Animais selvagens e peçonhentos causavam sérios estragos nas tropas. Jararacas, cascavéis, corais e sucuris infundiam verdadeiro horror aos sertanistas. A onça pintada (jaguar) e a onça parda (suçuarana) atacavam viajantes inexperientes, que se descuidavam pelos caminhos do sertão. O maior martírio, entretanto, era resistir às investidas dos mosquitos, responsáveis por incontáveis noites de insônia. Bichos-de-pé, formigas e carrapatos infestavam o cotidiano dos bandeirantes. A rotina tornava-se ainda mais miserável pelo constante temor de um súbito ataque indígena.

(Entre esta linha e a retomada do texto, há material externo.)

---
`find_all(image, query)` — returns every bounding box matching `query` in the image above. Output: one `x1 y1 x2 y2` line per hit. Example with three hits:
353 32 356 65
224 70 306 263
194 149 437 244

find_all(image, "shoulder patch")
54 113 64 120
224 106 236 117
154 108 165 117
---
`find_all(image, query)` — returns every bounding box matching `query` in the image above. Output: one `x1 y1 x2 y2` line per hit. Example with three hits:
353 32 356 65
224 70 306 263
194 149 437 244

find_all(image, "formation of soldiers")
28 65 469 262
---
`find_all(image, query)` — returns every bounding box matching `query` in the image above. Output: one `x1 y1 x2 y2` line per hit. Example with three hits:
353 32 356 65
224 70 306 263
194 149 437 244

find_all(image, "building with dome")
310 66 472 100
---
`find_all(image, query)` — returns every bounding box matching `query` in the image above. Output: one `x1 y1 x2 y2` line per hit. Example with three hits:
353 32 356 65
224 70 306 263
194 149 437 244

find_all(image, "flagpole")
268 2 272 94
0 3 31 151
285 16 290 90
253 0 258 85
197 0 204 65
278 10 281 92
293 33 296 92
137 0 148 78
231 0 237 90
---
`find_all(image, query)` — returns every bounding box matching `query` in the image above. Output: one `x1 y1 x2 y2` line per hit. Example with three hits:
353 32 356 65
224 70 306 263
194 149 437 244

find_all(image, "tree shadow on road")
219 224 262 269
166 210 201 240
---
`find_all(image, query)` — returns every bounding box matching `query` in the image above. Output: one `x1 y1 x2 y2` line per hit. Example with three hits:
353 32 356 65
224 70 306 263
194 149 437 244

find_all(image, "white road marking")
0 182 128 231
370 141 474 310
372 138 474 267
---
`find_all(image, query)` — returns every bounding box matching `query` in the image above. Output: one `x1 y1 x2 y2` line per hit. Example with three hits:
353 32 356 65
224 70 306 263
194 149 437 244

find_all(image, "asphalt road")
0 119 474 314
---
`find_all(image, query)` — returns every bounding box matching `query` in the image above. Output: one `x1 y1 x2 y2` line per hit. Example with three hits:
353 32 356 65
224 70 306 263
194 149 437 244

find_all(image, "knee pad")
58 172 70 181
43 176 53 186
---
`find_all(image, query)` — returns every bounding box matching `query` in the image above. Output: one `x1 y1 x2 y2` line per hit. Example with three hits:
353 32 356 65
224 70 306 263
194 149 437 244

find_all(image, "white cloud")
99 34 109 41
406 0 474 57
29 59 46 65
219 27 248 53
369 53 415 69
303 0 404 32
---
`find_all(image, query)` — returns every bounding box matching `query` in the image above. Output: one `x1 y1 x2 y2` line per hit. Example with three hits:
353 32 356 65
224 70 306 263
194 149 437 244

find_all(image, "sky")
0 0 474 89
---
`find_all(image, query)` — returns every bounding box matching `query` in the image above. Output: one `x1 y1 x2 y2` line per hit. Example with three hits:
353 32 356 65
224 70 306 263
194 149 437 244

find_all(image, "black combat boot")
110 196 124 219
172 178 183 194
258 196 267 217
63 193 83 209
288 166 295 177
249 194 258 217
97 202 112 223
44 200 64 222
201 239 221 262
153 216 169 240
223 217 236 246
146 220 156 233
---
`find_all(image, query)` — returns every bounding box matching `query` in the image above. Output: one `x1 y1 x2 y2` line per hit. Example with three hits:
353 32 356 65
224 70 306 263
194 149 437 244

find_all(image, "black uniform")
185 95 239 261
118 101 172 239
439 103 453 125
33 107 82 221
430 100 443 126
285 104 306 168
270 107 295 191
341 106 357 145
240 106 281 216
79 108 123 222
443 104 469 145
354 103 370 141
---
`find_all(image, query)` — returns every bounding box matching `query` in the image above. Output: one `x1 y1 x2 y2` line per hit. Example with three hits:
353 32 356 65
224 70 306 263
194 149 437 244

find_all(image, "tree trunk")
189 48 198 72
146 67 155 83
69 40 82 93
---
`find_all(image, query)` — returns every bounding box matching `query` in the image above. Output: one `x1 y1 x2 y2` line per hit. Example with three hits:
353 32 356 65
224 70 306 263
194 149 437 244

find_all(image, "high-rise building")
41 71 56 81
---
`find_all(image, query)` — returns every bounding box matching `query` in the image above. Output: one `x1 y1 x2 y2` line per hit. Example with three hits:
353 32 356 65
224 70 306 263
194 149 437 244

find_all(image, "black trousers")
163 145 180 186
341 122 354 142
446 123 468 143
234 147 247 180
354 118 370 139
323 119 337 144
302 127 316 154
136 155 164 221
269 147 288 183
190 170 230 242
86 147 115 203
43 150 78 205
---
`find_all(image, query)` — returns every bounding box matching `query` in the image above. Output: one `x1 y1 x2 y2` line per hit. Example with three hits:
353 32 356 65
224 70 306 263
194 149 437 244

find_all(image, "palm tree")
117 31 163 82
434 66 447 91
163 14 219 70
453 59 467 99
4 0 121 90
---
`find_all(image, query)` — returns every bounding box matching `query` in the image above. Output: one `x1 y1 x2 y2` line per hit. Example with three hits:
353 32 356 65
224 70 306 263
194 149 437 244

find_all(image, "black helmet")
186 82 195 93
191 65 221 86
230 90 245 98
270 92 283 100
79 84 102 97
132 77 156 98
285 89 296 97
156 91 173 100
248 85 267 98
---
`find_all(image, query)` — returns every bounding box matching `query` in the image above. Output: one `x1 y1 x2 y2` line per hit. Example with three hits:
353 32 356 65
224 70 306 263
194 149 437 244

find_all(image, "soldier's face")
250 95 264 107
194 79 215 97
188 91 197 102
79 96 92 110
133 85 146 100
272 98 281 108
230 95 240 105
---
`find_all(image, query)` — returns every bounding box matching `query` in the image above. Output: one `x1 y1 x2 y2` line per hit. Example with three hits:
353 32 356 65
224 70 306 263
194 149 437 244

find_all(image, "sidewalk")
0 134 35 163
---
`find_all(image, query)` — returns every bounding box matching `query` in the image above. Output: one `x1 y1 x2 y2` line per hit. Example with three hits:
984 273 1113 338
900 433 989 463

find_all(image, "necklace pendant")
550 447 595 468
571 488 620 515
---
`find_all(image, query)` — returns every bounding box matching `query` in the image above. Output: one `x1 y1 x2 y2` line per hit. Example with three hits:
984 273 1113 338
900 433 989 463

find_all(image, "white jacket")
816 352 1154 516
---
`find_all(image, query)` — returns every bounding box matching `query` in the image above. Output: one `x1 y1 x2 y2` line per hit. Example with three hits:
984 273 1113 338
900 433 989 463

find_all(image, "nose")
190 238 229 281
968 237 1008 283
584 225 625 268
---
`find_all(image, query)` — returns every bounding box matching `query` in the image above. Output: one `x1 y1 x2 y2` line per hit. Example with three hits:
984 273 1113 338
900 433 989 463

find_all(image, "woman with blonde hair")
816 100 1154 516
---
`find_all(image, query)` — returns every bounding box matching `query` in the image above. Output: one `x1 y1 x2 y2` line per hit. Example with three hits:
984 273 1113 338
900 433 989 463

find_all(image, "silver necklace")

A ponto de os integrantes da bandeira do alferes José Peixoto da Silva Braga se virem obrigados a dormir em ilhas, enterrados na areia.

As bandeiras foram a principal atividade da economia de São Paulo até a década de 1690, quando foi descoberto o ouro na atual região de Minas Gerais. Usurparam os territórios indígenas, capturaram milhares de índios, arrasaram aldeias, destruíram etnias e favoreceram a difusão de epidemias. Muitos bandeirantes não voltaram ao planalto – como os primeiros povoadores de Minas Gerais, os que seguiram para o vale do São Francisco e os que foram combater os tapuias (índios não-tupis) e quilombolas no Nordeste.

Na história da São Paulo colonial, índios de várias etnias, na condição de escravos, contribuíram para a formação de uma sociedade baseada em saberes, técnicas e práticas nativas. A língua geral, por exemplo, foi falada pela maioria da população de São Paulo até 1759, quando acabou proibida pelas autoridades portuguesas. Mas a consolidação de uma elite paulista, enriquecida pela agricultura e pelo comércio a partir do século XVIII, marginalizou as populações indígenas e rompeu com os padrões culturais dos ameríndios. Nesse processo de conquista, os paulistas tornaram-se grandes proprietários de terras, e estas ficaram sujeitas, em definitivo, à soberania da Coroa portuguesa. A verdadeira história dos bandeirantes ia ficando para trás, assim como seu rastro de destruição.